Scattershot: My Bipolar Family

Written by David Lovelace Reviewed By Hans Madueme

David Lovelace’s memoir is a lively mix of humor, tragedy, and a well told story. Scattershot gives us a window into the troubled bipolar soul of a family from Hamilton, Massachusetts. Readers of Themelios will be familiar with the author’s father, Richard Lovelace, a brilliant and godly church historian at Gordon-Conwell Seminary (now emeritus); the author’s mother is Betty Lee Lovelace. The protagonist (David) is their eldest, and he has a sister Peggy and a brother Jonathan. As the story unfolds, we discover how everyone in the family except Peggy develops bipolar disorder, all four hospitalized at different times because of the condition. In ten chapters, we meet this family and the remarkable, sometimes funny, sometimes frightening, ways in which the manic-depressive cycles affected the author and the rest of his family. A large part of the narrative finds Lovelace running away from this reality, relentlessly scared, only to be finally reconciled with it at the end. His adventures make for an incredible if sometimes sobering page-turner, laden with its own share of the dark and even scandalous. While not written from a Christian perspective, Lovelace is acquainted with his father’s pious Presbyterian faith. Those who have relatives or friends with bipolar disorder will benefit tremendously from his memoir; those without will come away informed.
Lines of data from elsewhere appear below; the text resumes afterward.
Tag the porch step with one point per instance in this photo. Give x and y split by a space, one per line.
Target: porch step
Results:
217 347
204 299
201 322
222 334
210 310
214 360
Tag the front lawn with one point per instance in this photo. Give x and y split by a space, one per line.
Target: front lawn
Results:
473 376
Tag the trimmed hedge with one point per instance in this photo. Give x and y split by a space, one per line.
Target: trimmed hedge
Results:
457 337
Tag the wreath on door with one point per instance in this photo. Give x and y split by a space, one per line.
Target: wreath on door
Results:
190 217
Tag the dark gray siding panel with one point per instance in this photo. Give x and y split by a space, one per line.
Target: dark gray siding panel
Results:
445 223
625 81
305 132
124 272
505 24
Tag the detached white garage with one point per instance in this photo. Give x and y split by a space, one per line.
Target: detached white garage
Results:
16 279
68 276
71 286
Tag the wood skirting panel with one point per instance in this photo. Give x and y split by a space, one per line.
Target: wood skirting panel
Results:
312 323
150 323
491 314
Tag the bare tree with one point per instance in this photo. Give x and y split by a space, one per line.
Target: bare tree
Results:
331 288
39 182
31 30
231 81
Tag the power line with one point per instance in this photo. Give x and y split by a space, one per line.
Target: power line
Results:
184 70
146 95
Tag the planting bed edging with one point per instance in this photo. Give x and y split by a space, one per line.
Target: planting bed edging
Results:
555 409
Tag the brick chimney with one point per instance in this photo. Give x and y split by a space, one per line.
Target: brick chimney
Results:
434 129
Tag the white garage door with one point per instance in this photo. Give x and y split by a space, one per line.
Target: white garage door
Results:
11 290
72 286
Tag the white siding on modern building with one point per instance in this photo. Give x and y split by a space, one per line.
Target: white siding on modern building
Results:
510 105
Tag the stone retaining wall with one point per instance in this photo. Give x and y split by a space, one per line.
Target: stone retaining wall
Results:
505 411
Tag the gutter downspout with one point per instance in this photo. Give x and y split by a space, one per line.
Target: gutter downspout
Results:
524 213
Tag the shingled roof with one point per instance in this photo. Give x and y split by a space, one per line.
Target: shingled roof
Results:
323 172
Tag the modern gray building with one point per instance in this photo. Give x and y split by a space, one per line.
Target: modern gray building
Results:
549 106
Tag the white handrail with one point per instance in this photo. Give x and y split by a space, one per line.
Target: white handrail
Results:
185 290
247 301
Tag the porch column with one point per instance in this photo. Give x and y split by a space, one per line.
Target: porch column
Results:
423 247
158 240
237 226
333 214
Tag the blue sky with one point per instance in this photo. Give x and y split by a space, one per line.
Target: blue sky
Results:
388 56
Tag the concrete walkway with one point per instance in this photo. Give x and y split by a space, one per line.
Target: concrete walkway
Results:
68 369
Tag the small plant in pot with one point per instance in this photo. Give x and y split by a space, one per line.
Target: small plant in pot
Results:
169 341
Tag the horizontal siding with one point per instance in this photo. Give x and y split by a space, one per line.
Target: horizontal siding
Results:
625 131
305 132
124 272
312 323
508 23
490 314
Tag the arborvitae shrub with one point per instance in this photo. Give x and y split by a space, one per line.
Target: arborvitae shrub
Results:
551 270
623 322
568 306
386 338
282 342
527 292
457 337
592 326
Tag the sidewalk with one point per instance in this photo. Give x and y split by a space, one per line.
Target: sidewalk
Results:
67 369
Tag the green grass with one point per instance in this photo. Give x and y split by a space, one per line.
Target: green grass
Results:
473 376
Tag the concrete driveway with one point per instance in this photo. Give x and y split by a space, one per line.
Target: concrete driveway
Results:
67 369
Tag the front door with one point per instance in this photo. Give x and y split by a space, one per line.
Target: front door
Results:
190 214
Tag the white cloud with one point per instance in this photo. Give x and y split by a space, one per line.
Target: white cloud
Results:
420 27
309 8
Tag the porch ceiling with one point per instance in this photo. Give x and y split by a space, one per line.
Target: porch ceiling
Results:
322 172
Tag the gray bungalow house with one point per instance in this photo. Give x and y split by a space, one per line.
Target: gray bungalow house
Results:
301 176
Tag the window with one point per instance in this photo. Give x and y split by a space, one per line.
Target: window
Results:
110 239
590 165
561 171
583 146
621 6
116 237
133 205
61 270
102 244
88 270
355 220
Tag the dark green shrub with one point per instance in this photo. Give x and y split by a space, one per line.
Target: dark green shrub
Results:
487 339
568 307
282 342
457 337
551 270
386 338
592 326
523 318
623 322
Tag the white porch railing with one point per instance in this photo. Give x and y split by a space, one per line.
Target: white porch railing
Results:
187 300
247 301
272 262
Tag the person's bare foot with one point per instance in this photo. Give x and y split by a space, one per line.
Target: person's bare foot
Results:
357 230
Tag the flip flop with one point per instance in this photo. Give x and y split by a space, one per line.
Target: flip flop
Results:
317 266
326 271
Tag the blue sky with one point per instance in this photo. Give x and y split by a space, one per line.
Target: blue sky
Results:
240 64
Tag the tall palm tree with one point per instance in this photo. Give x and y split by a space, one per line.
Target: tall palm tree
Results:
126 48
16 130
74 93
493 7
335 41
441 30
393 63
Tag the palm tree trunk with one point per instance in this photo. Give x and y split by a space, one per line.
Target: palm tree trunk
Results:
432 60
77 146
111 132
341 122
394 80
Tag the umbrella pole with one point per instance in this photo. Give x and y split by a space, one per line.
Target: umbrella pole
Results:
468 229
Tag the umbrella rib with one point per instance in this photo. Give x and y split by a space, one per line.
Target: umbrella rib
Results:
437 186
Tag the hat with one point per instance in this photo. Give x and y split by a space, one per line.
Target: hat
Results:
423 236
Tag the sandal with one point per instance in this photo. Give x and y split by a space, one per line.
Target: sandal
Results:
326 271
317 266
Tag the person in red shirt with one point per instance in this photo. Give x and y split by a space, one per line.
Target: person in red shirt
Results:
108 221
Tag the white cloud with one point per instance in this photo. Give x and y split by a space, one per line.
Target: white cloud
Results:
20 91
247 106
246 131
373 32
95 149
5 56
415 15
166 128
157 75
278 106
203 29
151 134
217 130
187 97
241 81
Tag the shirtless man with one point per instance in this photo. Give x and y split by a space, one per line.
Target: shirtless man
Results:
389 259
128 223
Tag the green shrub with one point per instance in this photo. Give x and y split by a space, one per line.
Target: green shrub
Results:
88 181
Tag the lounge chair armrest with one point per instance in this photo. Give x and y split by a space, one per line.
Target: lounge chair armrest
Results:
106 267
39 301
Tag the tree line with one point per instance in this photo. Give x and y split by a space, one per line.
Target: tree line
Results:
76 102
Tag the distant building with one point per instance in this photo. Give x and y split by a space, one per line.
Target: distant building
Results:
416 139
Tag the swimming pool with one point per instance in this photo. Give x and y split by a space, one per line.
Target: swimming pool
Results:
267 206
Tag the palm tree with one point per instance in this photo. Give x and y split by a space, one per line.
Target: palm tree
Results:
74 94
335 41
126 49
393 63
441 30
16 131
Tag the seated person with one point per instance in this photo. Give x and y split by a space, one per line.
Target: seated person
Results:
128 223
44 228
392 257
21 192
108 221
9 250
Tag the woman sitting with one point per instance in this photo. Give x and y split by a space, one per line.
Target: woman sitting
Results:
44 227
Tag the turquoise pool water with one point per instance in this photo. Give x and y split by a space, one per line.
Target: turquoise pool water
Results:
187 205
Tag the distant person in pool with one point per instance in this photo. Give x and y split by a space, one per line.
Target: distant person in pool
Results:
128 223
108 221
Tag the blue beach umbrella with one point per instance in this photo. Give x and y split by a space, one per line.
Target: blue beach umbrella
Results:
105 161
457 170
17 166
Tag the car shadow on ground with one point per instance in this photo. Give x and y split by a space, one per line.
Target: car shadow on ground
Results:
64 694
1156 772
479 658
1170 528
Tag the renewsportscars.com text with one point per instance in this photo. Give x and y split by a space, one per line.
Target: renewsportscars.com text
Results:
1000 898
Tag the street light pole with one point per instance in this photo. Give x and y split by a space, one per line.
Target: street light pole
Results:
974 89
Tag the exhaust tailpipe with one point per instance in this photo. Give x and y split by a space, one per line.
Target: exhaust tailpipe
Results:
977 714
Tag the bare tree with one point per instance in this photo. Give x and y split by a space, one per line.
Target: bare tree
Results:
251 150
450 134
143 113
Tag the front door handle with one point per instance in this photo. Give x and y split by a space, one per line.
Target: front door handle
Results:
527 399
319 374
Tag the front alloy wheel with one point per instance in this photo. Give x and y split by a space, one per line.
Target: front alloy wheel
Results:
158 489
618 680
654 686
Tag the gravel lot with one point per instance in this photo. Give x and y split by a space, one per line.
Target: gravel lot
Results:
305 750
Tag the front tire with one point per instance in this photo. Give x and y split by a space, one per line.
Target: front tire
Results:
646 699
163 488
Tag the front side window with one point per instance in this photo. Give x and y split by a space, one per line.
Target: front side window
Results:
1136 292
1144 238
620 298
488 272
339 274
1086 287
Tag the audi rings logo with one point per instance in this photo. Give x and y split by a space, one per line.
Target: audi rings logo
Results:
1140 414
Ethicists and theologians who investigate matters of anthropology and hamartiology will also want to come to terms with the implicit issues raised. But all of us remain in Lovelace’s debt for a brave, poignant, and illuminating account of his family’s struggle. He writes in the last chapter, “I know our disease. I deserted my family and ran from it. I denied it three times and refused it. All that drama may seem pointless and sad but it taught me” (p. 290). May it also teach us.


Hans Madueme

Hans Madueme is associate professor of theological studies at Covenant College in Lookout Mountain, Georgia.